I believe “LOST” is such a story. While I certainly don’t subscribe to the very ecumenical nature of the show (especially as displayed at the end of the last episode with the stained glass window depicting all of the symbols of the major religions), I still think it digs deeper at our desires and needs more than any other show I’ve seen. It admits that we are broken, flawed, lonely and Lost. It shows people seeking their redemption and restoration. It speaks to those embers of truth in our own hearts, and perhaps even forces us to ask the questions, “What must I do to be saved?”, and “Who will rescue me from myself?” “Who will redeem me?”. These are questions, however, whose answers aren’t going to be found in a TV show, a movie, or just any old story.
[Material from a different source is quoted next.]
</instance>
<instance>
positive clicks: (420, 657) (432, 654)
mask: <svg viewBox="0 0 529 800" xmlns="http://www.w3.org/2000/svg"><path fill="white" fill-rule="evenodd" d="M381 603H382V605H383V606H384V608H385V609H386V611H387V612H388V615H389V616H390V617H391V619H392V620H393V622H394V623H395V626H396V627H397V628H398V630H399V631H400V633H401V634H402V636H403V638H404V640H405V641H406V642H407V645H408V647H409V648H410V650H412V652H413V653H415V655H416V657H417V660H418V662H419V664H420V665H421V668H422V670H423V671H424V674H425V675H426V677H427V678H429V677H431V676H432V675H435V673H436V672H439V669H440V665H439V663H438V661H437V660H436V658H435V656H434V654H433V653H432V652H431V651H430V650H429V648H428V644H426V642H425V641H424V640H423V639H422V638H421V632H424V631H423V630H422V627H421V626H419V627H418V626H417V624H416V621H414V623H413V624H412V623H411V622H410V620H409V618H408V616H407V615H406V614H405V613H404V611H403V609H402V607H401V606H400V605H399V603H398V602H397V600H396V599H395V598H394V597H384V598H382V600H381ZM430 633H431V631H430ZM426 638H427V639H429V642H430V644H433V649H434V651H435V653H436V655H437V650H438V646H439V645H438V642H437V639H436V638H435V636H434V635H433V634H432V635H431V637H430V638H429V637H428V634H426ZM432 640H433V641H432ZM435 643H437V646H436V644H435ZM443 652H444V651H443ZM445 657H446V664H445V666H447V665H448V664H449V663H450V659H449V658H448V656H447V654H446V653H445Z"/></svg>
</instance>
That’s because the answer is found in the greatest and most outrageous story ever told. It’s great because it’s been going since the beginning. It’s outrageous because it’s actually true! The very God who has placed eternity within our hearts, stepped out of eternity and into time. He became like one of us, knowing all of our temptations and weaknesses, but without being overtaken by them in sin. He came to redeem us and restore us into relationship with Him once again. He did this through his perfect life, death, burial, and resurrection, where he conquered Satan, sin, and death. He now lives to make intercession for us, so that we can freely have access and relationship to God the Father, and has promised to return for us to take us to be with Him for eternity. All of this He made possible because He loved us first. How can we not be moved by this? How can we not be absolutely floored with His great love?! How can we not begin to see people as those whom God loved so much that he gave His only Son for their redemption? Suddenly, loving God and loving people doesn’t seem so far off, when we finally realize this great truth: What once was LOST has been found and redeemed by the blood of Jesus Christ.